1. Definition
- Cluster-based undersampling = an advanced undersampling method for handling class imbalance.
- Instead of randomly dropping samples from the majority class, it first clusters the majority samples (e.g., with K-means), then selects representative samples from each cluster.
objective:
- Keep diversity in the majority class (avoid losing too much information).
- Prevent the randomness problem of random undersampling.
2. How It Works
- Separate data into majority and minority classes.
- Apply a clustering algorithm (commonly K-means) on the majority class samples.
- For each cluster:
- Pick representative samples (e.g., closest to the cluster centroid).
- Or sample a proportion of points from the cluster.
- Combine these with the minority class → new balanced dataset.
3. Advantages
- Keeps representative structure of the majority class.
- Reduces risk of throwing away informative samples (problem of random undersampling).
- Often improves classification performance compared to random undersampling.
4. Disadvantages
- More computationally expensive (clustering step).

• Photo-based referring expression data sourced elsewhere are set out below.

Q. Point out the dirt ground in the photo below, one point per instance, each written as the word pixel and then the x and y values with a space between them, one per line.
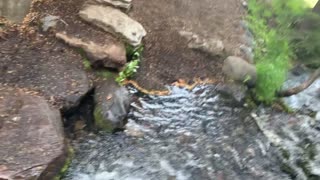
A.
pixel 166 57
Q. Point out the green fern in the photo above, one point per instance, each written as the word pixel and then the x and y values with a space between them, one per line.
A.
pixel 271 26
pixel 130 68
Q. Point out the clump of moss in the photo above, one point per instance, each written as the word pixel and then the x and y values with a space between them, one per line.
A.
pixel 100 122
pixel 134 55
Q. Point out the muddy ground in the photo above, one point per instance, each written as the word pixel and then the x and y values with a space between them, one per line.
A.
pixel 166 57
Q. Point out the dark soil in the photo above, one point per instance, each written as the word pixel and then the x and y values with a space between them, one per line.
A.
pixel 166 57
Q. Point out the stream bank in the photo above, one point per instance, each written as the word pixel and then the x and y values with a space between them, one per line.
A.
pixel 203 133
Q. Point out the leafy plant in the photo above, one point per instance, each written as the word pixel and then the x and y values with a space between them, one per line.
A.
pixel 130 68
pixel 271 26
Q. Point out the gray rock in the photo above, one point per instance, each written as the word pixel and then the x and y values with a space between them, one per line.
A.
pixel 49 21
pixel 112 104
pixel 114 21
pixel 240 70
pixel 109 55
pixel 31 137
pixel 124 4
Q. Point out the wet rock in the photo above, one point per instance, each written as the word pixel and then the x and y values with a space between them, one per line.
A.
pixel 213 47
pixel 109 55
pixel 307 100
pixel 124 4
pixel 48 22
pixel 112 104
pixel 237 91
pixel 114 21
pixel 240 70
pixel 15 10
pixel 298 140
pixel 31 137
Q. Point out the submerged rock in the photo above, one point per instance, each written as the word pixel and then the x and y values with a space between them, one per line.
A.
pixel 240 70
pixel 31 137
pixel 114 21
pixel 109 55
pixel 112 104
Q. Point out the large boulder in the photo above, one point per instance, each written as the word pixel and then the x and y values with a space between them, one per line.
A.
pixel 114 21
pixel 31 137
pixel 112 104
pixel 240 70
pixel 109 55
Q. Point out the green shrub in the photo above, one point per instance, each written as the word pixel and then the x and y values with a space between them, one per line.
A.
pixel 130 68
pixel 271 26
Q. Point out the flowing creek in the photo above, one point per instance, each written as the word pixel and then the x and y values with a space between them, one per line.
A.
pixel 14 10
pixel 198 134
pixel 206 133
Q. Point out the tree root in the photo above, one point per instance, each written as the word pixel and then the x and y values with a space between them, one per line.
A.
pixel 301 87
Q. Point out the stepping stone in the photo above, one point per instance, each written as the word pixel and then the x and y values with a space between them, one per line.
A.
pixel 108 55
pixel 114 21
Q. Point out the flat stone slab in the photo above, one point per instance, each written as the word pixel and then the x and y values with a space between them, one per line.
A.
pixel 108 55
pixel 31 137
pixel 124 4
pixel 114 21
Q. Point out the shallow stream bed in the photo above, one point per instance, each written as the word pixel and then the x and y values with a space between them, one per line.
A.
pixel 199 134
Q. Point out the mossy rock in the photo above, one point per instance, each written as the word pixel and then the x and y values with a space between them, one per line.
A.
pixel 100 122
pixel 112 104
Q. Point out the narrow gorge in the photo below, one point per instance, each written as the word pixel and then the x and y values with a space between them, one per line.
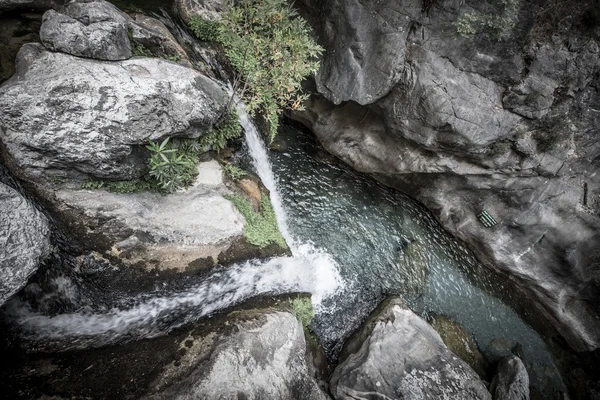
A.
pixel 263 199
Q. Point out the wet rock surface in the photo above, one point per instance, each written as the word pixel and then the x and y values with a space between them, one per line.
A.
pixel 92 29
pixel 398 355
pixel 472 124
pixel 255 350
pixel 24 241
pixel 511 381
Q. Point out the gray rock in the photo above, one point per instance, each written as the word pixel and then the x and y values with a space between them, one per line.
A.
pixel 459 342
pixel 204 9
pixel 511 381
pixel 7 5
pixel 397 355
pixel 92 29
pixel 473 124
pixel 155 36
pixel 23 241
pixel 63 116
pixel 163 232
pixel 264 358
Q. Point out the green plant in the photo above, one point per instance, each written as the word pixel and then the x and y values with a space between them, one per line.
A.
pixel 303 310
pixel 172 167
pixel 493 25
pixel 227 130
pixel 131 186
pixel 271 48
pixel 234 172
pixel 261 229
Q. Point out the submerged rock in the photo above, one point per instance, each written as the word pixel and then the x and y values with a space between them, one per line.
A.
pixel 264 358
pixel 68 117
pixel 472 124
pixel 511 381
pixel 397 355
pixel 92 29
pixel 23 241
pixel 459 342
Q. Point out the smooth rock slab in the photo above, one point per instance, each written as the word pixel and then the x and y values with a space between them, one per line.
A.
pixel 166 232
pixel 63 116
pixel 93 29
pixel 264 359
pixel 23 241
pixel 397 355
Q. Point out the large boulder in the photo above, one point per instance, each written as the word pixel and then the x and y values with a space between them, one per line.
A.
pixel 23 241
pixel 263 358
pixel 472 124
pixel 398 355
pixel 65 117
pixel 203 9
pixel 511 381
pixel 87 28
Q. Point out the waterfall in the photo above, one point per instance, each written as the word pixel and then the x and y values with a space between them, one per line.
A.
pixel 308 270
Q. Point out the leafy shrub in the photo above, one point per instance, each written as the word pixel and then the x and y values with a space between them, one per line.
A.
pixel 132 186
pixel 303 310
pixel 171 167
pixel 227 130
pixel 494 25
pixel 261 228
pixel 272 49
pixel 234 172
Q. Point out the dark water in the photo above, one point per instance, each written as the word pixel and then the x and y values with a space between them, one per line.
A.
pixel 386 243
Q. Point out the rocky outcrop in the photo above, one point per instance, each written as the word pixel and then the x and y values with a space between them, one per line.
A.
pixel 204 9
pixel 472 124
pixel 511 381
pixel 92 29
pixel 459 342
pixel 399 355
pixel 8 5
pixel 23 241
pixel 264 358
pixel 67 117
pixel 183 230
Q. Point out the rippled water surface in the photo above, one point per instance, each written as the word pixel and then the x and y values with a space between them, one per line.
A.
pixel 385 243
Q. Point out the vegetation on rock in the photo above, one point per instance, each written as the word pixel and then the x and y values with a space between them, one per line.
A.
pixel 261 227
pixel 271 48
pixel 493 25
pixel 303 310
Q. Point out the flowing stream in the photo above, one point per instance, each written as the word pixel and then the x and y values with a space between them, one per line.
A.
pixel 353 242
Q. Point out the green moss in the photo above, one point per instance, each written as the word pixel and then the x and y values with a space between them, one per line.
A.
pixel 496 25
pixel 303 310
pixel 132 186
pixel 261 228
pixel 227 130
pixel 233 172
pixel 271 48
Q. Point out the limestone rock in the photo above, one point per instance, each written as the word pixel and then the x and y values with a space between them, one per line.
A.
pixel 64 117
pixel 397 355
pixel 23 241
pixel 163 232
pixel 511 381
pixel 92 29
pixel 459 342
pixel 155 36
pixel 263 359
pixel 205 9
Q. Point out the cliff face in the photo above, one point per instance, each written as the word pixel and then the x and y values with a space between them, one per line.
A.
pixel 466 124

- Quality depends on clustering algorithm & chosen number of clusters (K).
- Still discards data → possible underfitting if majority class is reduced too much.

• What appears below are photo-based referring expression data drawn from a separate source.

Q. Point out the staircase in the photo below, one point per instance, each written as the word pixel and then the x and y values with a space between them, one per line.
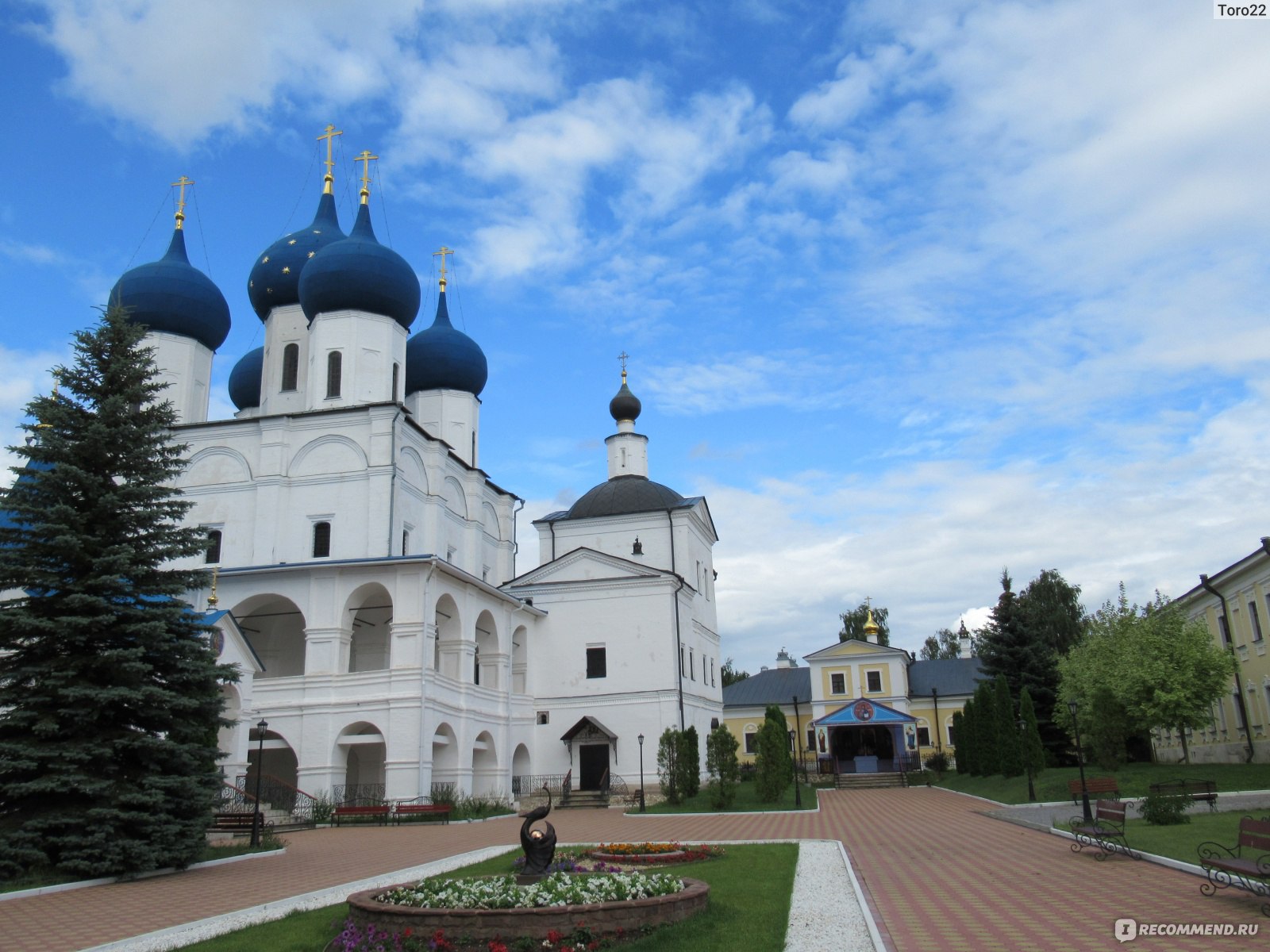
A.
pixel 870 781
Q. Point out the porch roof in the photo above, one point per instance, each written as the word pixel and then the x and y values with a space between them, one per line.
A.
pixel 863 712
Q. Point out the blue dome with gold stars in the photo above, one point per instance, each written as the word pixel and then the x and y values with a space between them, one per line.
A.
pixel 444 359
pixel 360 274
pixel 276 274
pixel 173 296
pixel 245 380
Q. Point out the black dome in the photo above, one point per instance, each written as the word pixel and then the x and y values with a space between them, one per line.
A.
pixel 624 494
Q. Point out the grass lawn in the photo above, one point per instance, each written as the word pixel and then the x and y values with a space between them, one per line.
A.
pixel 749 895
pixel 1134 780
pixel 746 803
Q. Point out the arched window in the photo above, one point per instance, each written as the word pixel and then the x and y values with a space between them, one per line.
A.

5. Example (K-means undersampling)
Suppose:
- Majority class = 10,000 samples
- Minority class = 1,000 samples
Steps:
- Cluster majority class into 1,000 clusters (same as minority size).
- Select 1 representative sample per cluster (e.g., nearest to centroid).

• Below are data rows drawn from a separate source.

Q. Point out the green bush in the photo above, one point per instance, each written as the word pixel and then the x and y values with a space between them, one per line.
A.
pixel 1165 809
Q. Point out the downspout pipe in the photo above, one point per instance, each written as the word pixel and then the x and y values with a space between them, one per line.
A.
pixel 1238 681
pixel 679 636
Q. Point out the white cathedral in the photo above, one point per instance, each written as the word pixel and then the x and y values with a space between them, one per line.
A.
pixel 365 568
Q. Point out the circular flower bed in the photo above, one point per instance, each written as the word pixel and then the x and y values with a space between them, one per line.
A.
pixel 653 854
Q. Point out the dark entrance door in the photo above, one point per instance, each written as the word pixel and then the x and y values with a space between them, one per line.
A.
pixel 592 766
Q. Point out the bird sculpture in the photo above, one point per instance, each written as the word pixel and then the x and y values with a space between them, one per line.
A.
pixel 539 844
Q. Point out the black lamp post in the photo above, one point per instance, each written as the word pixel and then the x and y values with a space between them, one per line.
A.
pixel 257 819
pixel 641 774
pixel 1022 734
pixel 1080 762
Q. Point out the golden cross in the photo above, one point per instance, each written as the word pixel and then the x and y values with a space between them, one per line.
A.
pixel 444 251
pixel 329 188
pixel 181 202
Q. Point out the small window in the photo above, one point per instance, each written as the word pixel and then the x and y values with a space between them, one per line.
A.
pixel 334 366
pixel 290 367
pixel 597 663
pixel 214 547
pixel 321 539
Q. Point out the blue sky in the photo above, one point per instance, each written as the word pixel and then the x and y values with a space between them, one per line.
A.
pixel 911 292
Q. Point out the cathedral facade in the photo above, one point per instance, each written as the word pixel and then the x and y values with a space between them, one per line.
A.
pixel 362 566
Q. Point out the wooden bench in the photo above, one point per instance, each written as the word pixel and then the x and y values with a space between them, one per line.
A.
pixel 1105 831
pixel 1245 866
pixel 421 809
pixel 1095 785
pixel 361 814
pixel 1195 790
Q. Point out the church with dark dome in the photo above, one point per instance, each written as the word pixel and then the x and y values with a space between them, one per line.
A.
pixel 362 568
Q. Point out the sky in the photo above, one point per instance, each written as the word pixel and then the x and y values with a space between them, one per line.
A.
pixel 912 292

- Result: balanced dataset → 1,000 majority + 1,000 minority.
6. Implementation (Python, imbalanced-learn)
from imblearn.under_sampling import ClusterCentroids
from collections import Counter
X, y = ... # features and labels
print("Original distribution:", Counter(y))
cc = ClusterCentroids(random_state=42) # K-means based undersampling
X_res, y_res = cc.fit_resample(X, y)
print("Resampled distribution:", Counter(y_res))
7. Comparison with Random Undersampling
| Method | How it works | Pros | Cons |
|---|---|---|---|
| Random Undersampling | Randomly drops majority samples | Simple, fast | May lose important information |
| Cluster-based Undersampling | Clusters majority, keeps representative points | Preserves diversity, less info loss | More complex, slower |
Summary
- Cluster-based undersampling = undersampling majority class by clustering and selecting representatives.
- Helps maintain majority class diversity → better than random undersampling.
- Trade-off: higher computational cost.